A welfare study today slammed the Tories’ welfare sanctions as disproportionately causing poverty and suffering, while failing to prove efficient at getting people into work.
The study of welfare conditionality discovered that not only did the threat of sanctions, or the actual introduction of benefit cuts not help people get into work.
It was more likely to impoverish people, hit their health, motivation, and even drive them to crime just to survive and avoid homelessness.
The Department of Works and Pensions’ sanctions “disproportionately” hurt people on the breadline, job seekers and disabled people leaving them in unnecessary anxiety and having to resort to charities such as foodbanks.
The Economic and Social Research Council-funded welfare conditionality study carried out by six universities for the past five years concluded:
“severe material hardship resulting from a benefit sanction decision was grossly disproportionate to alleged transgressions.”
The study found “benefit sanctions do little to enhance people’s motivation to prepare for, seek or enter paid work. They routinely trigger profoundly negative personal, financial, health and behavioural outcomes.”
Live on LBC today radio host James O’Brien wondered why the government had put millions of people under the stress and anxiety that the report uncovered.
Asking why on earth the Tories would impoverish the most vulnerable people in society for missing an appointment or being late to one, O’Brien compared the DWP’s policy to the Theresa May’s ‘hostile environment’ for immigrants – which has caused her recent embarrassment as she has had to apologise to all the people wrongly deported under her watch.
” A claimant supposedly breaches Job Centre rules, typically by failing to turn up for appointments or by not applying for enough jobs.

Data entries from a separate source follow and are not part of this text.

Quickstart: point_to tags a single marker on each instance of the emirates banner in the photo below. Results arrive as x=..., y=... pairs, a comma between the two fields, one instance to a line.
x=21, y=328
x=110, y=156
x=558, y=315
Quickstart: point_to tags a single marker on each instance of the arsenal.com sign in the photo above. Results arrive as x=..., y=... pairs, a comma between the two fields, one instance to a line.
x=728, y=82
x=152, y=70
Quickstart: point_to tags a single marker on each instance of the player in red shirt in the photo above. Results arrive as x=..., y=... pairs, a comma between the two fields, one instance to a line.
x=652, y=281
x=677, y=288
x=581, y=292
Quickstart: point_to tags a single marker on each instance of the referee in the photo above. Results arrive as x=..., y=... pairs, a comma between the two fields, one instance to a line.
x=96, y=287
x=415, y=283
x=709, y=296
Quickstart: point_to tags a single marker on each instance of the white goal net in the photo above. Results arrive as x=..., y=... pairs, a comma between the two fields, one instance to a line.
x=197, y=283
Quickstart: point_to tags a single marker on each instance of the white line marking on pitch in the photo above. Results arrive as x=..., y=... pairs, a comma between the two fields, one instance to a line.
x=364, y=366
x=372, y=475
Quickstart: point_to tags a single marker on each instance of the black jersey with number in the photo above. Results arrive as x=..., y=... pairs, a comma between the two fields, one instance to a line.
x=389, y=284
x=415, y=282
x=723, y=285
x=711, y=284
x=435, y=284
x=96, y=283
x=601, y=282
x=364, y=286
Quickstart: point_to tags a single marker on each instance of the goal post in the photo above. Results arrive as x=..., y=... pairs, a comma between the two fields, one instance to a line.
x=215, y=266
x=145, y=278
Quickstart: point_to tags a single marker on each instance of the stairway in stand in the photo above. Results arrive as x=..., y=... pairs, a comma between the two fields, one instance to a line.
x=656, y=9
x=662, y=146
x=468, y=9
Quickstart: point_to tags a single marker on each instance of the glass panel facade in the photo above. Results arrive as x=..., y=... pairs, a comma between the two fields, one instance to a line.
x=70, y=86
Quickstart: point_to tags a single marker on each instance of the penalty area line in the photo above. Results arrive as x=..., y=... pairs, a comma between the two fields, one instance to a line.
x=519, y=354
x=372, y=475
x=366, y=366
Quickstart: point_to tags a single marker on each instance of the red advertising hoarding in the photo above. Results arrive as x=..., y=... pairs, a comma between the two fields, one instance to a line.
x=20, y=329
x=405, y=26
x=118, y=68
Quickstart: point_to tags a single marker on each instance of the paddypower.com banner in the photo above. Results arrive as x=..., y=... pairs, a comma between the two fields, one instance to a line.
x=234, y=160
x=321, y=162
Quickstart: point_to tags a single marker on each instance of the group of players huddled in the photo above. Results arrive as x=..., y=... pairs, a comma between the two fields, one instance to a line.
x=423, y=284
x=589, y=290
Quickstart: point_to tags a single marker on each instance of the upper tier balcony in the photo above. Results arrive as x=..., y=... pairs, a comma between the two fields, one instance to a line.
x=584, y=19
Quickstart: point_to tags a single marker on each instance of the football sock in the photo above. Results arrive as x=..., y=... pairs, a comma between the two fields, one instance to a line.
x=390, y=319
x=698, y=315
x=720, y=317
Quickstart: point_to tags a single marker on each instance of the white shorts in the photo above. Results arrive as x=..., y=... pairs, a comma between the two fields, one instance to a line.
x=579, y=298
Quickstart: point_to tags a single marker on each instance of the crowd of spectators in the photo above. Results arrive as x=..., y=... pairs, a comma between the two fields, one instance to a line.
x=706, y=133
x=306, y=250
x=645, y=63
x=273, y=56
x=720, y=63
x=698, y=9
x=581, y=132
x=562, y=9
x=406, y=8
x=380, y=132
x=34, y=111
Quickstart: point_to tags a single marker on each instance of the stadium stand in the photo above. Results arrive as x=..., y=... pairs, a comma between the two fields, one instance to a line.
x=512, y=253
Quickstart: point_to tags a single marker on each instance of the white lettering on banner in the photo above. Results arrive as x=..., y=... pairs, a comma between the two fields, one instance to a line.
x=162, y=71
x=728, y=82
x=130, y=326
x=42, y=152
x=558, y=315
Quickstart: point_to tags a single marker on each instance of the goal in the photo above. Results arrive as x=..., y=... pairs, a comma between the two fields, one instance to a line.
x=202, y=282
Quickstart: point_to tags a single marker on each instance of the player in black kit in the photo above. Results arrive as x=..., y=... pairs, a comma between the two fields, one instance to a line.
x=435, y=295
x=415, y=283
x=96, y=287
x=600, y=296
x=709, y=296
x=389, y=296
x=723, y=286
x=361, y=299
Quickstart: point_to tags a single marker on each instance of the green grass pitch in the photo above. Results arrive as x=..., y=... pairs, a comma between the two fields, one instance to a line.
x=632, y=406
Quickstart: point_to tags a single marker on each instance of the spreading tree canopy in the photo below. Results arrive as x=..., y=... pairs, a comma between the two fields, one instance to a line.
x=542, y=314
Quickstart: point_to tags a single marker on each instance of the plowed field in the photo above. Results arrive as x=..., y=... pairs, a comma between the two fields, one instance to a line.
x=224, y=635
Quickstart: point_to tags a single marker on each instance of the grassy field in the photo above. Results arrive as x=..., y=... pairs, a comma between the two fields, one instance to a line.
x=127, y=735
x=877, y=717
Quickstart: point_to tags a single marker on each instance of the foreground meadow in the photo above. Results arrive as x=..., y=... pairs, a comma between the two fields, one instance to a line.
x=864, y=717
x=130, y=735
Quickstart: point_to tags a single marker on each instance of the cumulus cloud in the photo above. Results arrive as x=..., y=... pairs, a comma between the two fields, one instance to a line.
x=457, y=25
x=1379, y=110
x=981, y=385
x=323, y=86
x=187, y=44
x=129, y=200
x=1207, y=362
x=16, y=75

As a result of that, they are effectively fined by having their benefit payments stopped for a minimum of four weeks and a maximum of three years,” said O’Brien.
“Now as I read you these words, I find myself wondering whether it really was the case that some of society’s poorest people would be punished for missing an appointment by having the pittance that they currently survive on withdrawn.
“And then I remember the climate that these policies were introduced in.”
A DWP spokesperson said: “Our research shows that over 70% of JSA claimants say sanctions make it more likely they will comply with reasonable and agreed requirements, and it is understandable that people meet certain expectations in return for benefits.
“We tailor requirements to individual cases and sanctions are only used in a very small percentage of cases when people fail to meet their agreed requirements set out in their claimant commitment.”